There are two main use cases for this package:

(1) Convenient python interface for accessing AlphaFold3 prediction confidence metrics. This is particularly useful for pulling out inter-chain metrics from predicted protein complexes, as they have been shown to be predictive of binding and are useful criteria for protein design and specificity predictions.

(2) Efficient Storage of AlphaFold3 results. The default JSON formats for AF3 confidence results are large, and can take up a lot of unnecessary space. Foldkit has a CLI for exporting the AF3 confidence JSONs to space-efficient .npz files, removing other unnecessary files, and copying over the rest. These .npz files can also be used as alternative inputs to the python interface in (1) for easy use.

How much more efficient is "space-efficient"

Early benchmarking shows that a single AF3 output directory for a four-chain protein is around 7.8M, while the foldkit exported version is 1.9M. This may seem like a small difference, but can scale over a large protein design of co-folding campaign over a large dataset.

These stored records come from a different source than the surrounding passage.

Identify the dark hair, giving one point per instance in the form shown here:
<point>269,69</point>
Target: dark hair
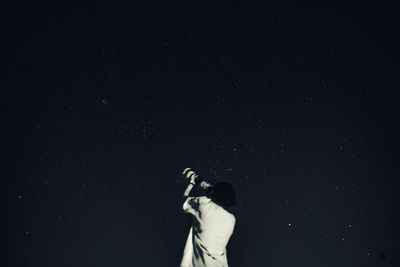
<point>223,194</point>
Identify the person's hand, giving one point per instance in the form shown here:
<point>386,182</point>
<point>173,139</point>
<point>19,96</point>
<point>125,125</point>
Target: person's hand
<point>189,174</point>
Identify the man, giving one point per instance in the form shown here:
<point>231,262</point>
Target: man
<point>213,222</point>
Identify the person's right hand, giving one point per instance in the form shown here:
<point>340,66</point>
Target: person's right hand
<point>189,174</point>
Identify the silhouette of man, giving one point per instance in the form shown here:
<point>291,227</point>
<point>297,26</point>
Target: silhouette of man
<point>213,222</point>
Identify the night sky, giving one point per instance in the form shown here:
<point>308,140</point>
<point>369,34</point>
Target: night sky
<point>103,106</point>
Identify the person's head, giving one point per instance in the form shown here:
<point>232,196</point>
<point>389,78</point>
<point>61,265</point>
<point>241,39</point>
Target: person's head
<point>223,194</point>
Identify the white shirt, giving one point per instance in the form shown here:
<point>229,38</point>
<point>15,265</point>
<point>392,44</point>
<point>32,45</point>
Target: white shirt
<point>210,233</point>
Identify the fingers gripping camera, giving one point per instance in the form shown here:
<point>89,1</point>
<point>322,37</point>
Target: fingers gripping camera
<point>190,175</point>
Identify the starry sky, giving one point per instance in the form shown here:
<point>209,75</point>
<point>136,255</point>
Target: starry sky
<point>294,104</point>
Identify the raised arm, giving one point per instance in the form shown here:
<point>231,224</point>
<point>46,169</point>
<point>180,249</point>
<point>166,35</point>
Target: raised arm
<point>192,176</point>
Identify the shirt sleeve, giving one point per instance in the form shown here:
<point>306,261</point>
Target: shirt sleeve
<point>191,205</point>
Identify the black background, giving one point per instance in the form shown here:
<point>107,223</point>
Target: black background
<point>104,105</point>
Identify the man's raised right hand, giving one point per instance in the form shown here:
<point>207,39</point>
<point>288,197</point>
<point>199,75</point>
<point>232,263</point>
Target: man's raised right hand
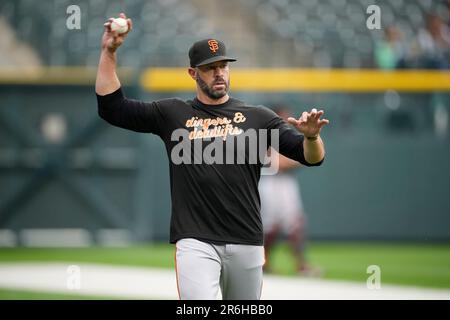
<point>111,40</point>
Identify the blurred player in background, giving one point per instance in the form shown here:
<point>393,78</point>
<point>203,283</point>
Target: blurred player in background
<point>282,210</point>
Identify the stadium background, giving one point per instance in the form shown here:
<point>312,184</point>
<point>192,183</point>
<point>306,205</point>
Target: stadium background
<point>67,179</point>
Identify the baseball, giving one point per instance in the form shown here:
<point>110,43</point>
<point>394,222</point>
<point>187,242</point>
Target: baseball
<point>120,25</point>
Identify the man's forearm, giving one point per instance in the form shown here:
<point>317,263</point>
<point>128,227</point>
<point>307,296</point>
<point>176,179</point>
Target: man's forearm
<point>107,80</point>
<point>314,150</point>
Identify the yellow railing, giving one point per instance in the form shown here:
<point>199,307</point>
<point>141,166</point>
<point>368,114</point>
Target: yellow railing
<point>311,80</point>
<point>263,80</point>
<point>57,75</point>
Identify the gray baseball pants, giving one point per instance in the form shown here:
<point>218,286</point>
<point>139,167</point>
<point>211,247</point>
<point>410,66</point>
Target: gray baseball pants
<point>202,268</point>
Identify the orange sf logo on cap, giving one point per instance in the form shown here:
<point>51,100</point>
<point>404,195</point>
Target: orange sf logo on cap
<point>213,45</point>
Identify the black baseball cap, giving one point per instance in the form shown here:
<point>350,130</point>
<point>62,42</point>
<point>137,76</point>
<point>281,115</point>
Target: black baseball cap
<point>207,51</point>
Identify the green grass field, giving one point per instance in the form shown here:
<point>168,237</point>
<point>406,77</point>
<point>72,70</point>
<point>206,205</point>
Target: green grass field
<point>422,265</point>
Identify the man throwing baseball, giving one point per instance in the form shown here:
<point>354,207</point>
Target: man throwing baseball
<point>215,223</point>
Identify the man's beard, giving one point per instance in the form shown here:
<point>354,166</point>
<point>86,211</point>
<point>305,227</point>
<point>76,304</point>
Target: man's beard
<point>209,91</point>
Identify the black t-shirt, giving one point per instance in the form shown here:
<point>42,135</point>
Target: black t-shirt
<point>214,188</point>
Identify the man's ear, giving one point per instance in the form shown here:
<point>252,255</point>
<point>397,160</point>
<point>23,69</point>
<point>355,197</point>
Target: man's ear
<point>193,73</point>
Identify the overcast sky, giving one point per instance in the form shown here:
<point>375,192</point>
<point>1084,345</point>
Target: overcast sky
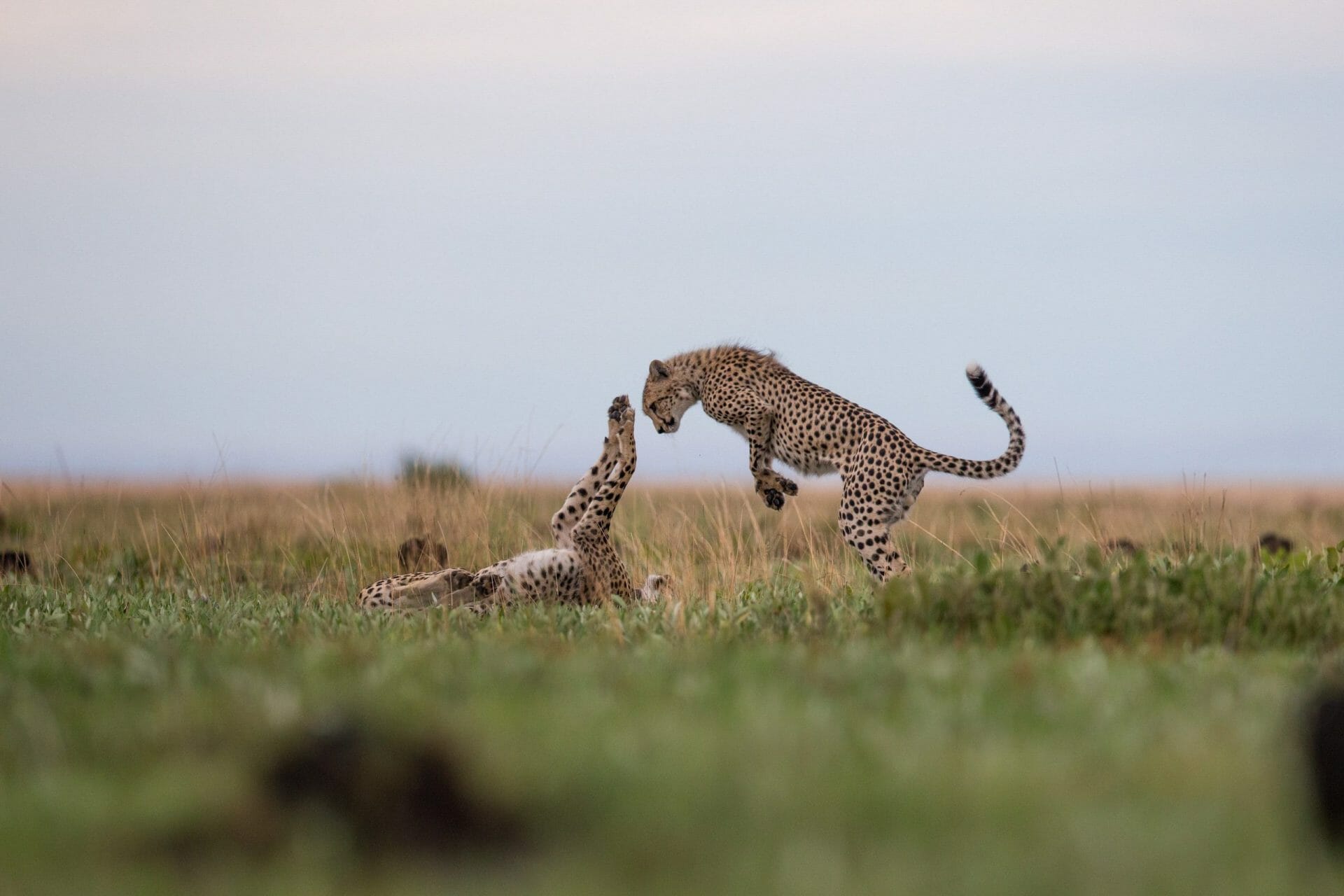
<point>302,238</point>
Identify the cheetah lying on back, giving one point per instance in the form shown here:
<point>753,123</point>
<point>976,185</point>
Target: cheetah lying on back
<point>581,568</point>
<point>816,431</point>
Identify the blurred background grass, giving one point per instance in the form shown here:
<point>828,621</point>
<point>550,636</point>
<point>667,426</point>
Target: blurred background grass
<point>1105,720</point>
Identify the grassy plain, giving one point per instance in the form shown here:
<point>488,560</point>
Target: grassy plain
<point>1030,713</point>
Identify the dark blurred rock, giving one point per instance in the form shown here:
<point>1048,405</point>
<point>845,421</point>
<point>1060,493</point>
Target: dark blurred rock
<point>390,793</point>
<point>15,562</point>
<point>417,554</point>
<point>1276,543</point>
<point>1326,760</point>
<point>388,797</point>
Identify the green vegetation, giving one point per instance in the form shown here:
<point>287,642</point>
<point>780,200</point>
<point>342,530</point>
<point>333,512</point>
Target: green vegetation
<point>1101,724</point>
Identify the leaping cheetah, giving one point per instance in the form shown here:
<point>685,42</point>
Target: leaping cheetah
<point>818,431</point>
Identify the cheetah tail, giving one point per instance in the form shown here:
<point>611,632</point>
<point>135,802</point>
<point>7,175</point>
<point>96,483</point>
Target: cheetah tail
<point>1006,463</point>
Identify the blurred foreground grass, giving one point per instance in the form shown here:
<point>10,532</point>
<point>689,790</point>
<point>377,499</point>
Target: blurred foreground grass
<point>1097,723</point>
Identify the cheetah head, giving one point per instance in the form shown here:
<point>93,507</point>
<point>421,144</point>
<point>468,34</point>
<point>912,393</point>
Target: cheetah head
<point>666,398</point>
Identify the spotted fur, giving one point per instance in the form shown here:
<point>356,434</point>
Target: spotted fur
<point>818,431</point>
<point>581,568</point>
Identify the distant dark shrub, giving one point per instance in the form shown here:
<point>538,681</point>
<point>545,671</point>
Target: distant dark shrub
<point>17,562</point>
<point>1276,543</point>
<point>422,472</point>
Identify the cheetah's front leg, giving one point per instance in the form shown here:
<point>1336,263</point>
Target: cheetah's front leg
<point>771,485</point>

For example, a parent directory of ~1000 AF3 folded complexes, each with 4 seeds and 5 samples, the total space to store the results goes from 157G --> 38G.

Python Interface Tutorial

Let's say you have a directory that contains the results of an AlphaFold3 prediction for a protein complex. This protein complex is actually a TCR with the following chains: ["A", "B", "M", "P"] (which is the TCRa, TCRb, MHCa, peptide). These results are stored in a directory: "structures/tcr_pmhc_1/".` We can can load the results:

import foldkit
result_obj = foldkit.AF3Result.load_result("structures/tcr_pmhc_1/")

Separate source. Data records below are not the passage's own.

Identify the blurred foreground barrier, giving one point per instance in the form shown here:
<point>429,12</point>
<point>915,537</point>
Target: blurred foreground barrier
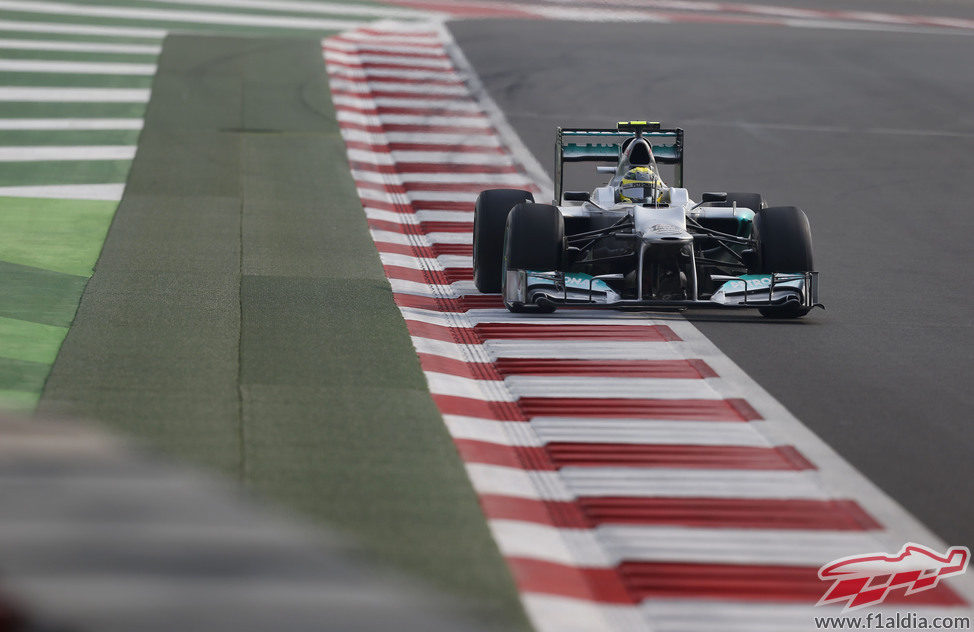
<point>97,535</point>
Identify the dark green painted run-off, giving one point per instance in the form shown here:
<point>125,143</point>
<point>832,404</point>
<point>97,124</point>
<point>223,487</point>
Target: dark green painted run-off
<point>239,317</point>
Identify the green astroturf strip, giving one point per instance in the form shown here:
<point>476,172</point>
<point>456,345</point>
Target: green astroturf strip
<point>13,109</point>
<point>74,56</point>
<point>18,401</point>
<point>21,375</point>
<point>38,295</point>
<point>71,80</point>
<point>59,235</point>
<point>63,172</point>
<point>69,137</point>
<point>239,317</point>
<point>29,342</point>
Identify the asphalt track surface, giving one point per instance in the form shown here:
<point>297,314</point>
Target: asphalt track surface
<point>239,317</point>
<point>870,132</point>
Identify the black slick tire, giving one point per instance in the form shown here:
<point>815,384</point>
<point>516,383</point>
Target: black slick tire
<point>785,246</point>
<point>534,239</point>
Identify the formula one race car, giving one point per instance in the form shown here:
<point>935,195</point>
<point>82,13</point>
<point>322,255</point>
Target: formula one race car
<point>637,243</point>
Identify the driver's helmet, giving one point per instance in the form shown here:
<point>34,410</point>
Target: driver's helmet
<point>640,185</point>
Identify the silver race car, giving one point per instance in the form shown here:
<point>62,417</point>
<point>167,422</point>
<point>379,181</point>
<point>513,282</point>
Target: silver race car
<point>638,243</point>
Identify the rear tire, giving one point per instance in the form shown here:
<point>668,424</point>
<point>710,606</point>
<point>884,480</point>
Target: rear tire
<point>785,246</point>
<point>489,221</point>
<point>533,240</point>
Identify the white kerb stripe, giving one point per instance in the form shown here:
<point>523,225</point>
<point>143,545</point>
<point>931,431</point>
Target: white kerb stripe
<point>583,349</point>
<point>299,6</point>
<point>690,483</point>
<point>649,431</point>
<point>414,119</point>
<point>83,152</point>
<point>609,387</point>
<point>76,67</point>
<point>405,102</point>
<point>779,547</point>
<point>391,58</point>
<point>396,73</point>
<point>80,47</point>
<point>573,547</point>
<point>509,481</point>
<point>74,95</point>
<point>365,88</point>
<point>59,124</point>
<point>554,613</point>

This object has access to all of the confidence metadata, as well as the ability to compute specific statistics on the metadata.

>>> result_obj.chains
[np.str_('A'), np.str_('B'), np.str_('M'), np.str_('P')]

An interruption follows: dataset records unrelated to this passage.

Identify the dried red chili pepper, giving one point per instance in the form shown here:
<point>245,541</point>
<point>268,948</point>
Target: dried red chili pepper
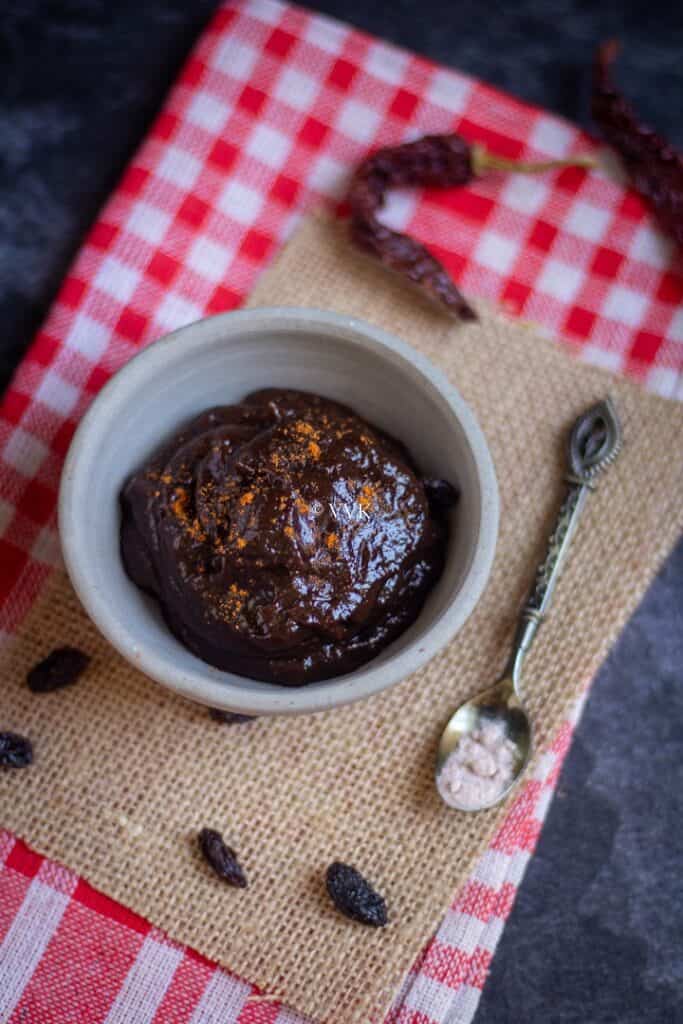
<point>441,161</point>
<point>654,167</point>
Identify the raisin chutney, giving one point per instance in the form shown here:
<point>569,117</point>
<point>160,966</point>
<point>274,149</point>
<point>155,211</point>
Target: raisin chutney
<point>285,538</point>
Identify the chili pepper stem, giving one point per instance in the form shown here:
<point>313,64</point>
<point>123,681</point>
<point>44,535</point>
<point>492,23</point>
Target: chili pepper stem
<point>482,161</point>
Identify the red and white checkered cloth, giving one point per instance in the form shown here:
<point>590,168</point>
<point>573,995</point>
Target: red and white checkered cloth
<point>270,112</point>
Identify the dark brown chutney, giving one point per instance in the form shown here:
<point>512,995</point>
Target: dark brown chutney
<point>285,539</point>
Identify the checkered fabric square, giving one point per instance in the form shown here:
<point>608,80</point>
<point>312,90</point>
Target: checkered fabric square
<point>273,108</point>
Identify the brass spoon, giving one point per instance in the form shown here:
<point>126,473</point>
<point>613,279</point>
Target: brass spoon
<point>594,442</point>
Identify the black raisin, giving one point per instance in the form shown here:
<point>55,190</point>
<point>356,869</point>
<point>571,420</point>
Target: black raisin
<point>353,896</point>
<point>222,858</point>
<point>229,717</point>
<point>440,495</point>
<point>61,668</point>
<point>15,751</point>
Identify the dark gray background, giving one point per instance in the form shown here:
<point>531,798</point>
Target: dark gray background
<point>596,935</point>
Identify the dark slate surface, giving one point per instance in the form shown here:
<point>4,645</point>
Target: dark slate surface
<point>596,936</point>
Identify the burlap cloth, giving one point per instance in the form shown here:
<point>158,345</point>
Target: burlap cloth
<point>125,773</point>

For example, the structure wide PTM:

>>> result_obj.get_ptm()
0.81

Or, just the average PTM for the TCRa chain:

>>> result_obj.get_ptm("A")
0.82

Here is the average interaction_pae (ipae) between the TCRb chain and the peptide:

>>> result_obj.get_ipae(chain1="B", chain2="P")
np.float64(6.253699186991869)

By default, these methods compute the average. But maybe you want a different aggregation function? You can pass in a custom agg:

>>> result_obj.get_ipae(chain1="B", chain2="P", agg=np.min)
np.float64(1.3)

Loading from .npz format

From the CLI, let's say you had previously exported the result of a AF3 run, so that the result from before at "structures/tcr_pmhc_1/" is now at "structures_compressed/tcr_pmhc_1/". This second directory will have a .npz file in it instead of JSON files. You can load it in a very similar way by adding the from_npz=True flag

result_obj = foldkit.AF3Result.load_result("structures/tcr_pmhc_1/", from_npz=True)

folkdkit - CLI Tutorial

usage: foldkit [-h] [--verbose] {export-single-result,export-multi-result,batch-export-multi-result} ...

Export AlphaFold3 result directories into compressed format.Converts confidences into npz format and copies over the rest of the data as is (except the _input_data.json which is not kept since it is redundant).

positional arguments:
  {export-single-result,export-multi-result,batch-export-multi-result}
    export-single-result
                        Export a single AlphaFold3 result directory to compressed format
    export-multi-result
                        Export multiseed/multisample AlphaFold3 results to compressed format.
    batch-export-multi-result
                        Export multiple AlphaFold3 results to compressed format.

options:
  -h, --help            show this help message and exit
  --verbose, -v         Print detailed output.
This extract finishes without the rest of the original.